Tidy up for Yudof

Chris Hamilton

As part of the more than $1 billion needed to repair and renew University facilities state-wide, officials are moving ahead with plans to spend $840,000 to repair Eastcliff mansion.
The work underway at the 27-room residence, which houses the University president and family, will include a new roof, an elevator for disabled people, interior repair, exterior painting and code improvements.
According to Ramsey County property records, the house is now valued at about $1.3 million.
Nine years ago, $1.5 million worth of costs not approved by the regents helped force former president Ken Keller to resign.
Since the Keller controversy, the University has done little maintenance to the estate. The upkeep of the home has been virtually ignored since 1988, and the roof has not been repaired for about 30 years.
Tom Meyer, an architecture professor and chairman of the Eastcliff Technical Advisory Committee, said the repairs are needed to maintain the integrity of the structure.
“The bottom line really is that the roof is worn out,” Meyer said. “The paint is also falling off. It’s almost that simple in terms of why we’re doing it.”
Following the Keller controversy, two committees were organized to oversee the estate: the Eastcliff Technical Advisory Committee, and Friends of Eastcliff.
The latter committee raises private donations for enhancements to the mansion not appropriate for University funds. For instance, the committee acquired $17,000 this summer for a new washer and dryer, recessed lighting and storage for University President-designate Mark Yudof’s art collection.
Regent Patricia Spence chairs Friends of Eastcliff and supports the repairs. During the past year, Eastcliff has held more than 100 events and hosted more than 4,500 guests. Because the estate doubles as a place for University functions, such as formal dinners, she believes it is a valuable tool.
“This home is not just a home, it has a public usefulness,” said Spence. “It has more value to the University as far as public relations than just a home.”
The decision to begin renovations now was based on need as well as timeliness. When the Hasselmos move out June 30, there will be a 30-day period before the Yudofs move in.
“It’s just so heavily used, it’s difficult to find a time when the work can be done effectively,” said Jo Anne Jackson, senior vice president for Finance and Operations.
A master plan for upkeep and renovations was organized by the Technical Advisory Committee in 1990. In 1995, Friends of Eastcliff and the University spent $204,000 on handicap accessibility and landscaping. After the elevator is installed, Eastcliff will fully meet American Disabilities Act requirements.
Funding for the current renovations of Eastcliff were first introduced by Gov. Carlson last January. The governor proposed $500,000 to be matched by the University. Legislators killed the idea.
On June 12, the President’s Recommended Operating Budget Plan requested $640,000 for Eastcliff. These funds, which are expected to be approved by the Board of Regents on July 10, would come from a central reserve account used for one-time spending projects, such as the Northrop Auditorium project, currently underway.
The other $200,000 for Eastcliff comes from the repair and replacement budget for the mansion.

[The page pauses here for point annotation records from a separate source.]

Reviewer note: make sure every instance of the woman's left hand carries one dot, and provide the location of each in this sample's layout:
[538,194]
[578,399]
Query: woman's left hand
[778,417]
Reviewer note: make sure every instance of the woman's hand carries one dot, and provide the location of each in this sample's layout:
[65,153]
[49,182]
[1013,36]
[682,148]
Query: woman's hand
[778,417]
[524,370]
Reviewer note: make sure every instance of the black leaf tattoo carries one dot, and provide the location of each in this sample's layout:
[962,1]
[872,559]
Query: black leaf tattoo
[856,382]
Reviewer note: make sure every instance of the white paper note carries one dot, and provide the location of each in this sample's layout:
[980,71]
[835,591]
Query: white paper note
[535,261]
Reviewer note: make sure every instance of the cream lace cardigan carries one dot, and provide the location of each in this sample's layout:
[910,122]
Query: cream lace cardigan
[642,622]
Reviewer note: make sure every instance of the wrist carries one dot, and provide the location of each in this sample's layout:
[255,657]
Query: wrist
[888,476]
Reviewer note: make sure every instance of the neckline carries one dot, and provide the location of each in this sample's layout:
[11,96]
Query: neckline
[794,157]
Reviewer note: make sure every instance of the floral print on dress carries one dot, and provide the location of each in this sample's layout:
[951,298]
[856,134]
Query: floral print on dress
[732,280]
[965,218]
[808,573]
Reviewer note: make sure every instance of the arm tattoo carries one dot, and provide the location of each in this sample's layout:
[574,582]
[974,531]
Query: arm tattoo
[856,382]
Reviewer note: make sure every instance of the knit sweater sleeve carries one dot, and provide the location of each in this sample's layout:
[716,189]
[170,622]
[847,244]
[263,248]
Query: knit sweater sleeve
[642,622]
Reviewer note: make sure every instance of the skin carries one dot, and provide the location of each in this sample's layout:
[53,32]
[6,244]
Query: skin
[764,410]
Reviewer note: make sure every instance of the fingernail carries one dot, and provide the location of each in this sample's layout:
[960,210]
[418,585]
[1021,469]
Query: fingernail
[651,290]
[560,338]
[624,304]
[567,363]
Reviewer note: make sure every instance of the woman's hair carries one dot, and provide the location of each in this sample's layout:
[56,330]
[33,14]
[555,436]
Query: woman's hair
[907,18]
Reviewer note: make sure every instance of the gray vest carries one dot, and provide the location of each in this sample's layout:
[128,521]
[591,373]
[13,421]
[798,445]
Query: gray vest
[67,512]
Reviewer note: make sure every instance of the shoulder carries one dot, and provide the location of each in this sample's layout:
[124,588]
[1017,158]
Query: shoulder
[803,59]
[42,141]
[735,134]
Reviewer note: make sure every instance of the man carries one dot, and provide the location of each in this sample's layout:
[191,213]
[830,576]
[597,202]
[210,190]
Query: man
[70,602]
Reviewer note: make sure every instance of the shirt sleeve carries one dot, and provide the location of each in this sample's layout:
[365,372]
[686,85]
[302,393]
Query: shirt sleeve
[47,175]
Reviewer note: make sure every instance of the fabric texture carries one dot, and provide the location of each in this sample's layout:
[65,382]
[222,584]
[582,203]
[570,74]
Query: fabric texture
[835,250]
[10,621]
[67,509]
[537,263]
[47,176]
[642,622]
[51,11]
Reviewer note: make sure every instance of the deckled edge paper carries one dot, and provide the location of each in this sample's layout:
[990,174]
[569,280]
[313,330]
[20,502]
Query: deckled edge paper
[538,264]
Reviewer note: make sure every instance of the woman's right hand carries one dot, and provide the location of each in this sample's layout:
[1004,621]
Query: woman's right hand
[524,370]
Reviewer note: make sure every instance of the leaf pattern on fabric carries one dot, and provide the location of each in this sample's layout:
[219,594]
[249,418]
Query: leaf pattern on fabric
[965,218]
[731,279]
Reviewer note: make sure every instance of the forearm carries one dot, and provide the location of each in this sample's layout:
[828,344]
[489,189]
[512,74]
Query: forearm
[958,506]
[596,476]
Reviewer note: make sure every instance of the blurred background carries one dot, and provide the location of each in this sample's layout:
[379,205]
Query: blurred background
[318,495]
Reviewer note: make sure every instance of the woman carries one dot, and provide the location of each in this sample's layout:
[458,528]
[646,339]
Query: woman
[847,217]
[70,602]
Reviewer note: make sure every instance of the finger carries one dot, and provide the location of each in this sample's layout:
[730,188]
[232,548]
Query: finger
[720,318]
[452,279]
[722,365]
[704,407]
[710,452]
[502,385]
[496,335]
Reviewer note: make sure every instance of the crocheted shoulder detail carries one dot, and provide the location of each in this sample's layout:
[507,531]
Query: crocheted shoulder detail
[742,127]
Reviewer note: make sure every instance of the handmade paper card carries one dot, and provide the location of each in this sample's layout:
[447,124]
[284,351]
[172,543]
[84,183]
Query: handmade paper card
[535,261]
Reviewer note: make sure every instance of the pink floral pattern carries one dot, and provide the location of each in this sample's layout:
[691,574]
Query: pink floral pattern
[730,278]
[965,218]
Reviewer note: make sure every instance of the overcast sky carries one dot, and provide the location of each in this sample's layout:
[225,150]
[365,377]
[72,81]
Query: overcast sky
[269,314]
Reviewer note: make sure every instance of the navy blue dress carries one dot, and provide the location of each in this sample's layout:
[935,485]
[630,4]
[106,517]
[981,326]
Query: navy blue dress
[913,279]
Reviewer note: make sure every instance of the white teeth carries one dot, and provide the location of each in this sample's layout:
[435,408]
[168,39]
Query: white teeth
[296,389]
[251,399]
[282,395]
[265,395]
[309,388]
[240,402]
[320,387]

Budgeting for expected maintenance traditionally has not been embraced by University officials, a fact Regent Jessica Phillips, chairwoman of the facilities committee, is trying to change.
“The problem is that we haven’t invested in the depreciation of our facilities,” said Phillips. “This is normal for public institutions because the state provides for new buildings. But we’re trying to change that now and start investing in maintenance.”
The state provided $47 million this year for the capital budget, which allocates funds for the construction and repair of buildings. Out of that money, 80 percent is devoted to renewal or adaptation, said Eric Kruse, associate vice president of Facilities Management.
Since 1994 the University has completed five system-wide, whole building renewals. There are currently three buildings in the design or renovation stage, and 11 more buildings are slated for renewal.
There are also between 70 and 100 partial building repair and replacement projects currently in process, including Eastcliff.
Another deferred maintenance project is the construction of a new art building. The current building is operating with more than $8 million in code violations and is undergoing an asbestos abatement. A new building is in the pre-design phase and is on next year’s capital budget considerations list.
Michael Johnson, a senior ceramics student, is not amused by the administration’s choice to place Eastcliff over the art department.
“I think it’s typical of the same old same old prioritization at the University,” said Johnson. “It’s typical of the kickbacks provided for who’s making money for the University.”
Kruse said the art department renewal just has not been feasible.
“The art department building has not been a priority over time,” said Kruse. “We do not have the resources right now to renovate or renew it.”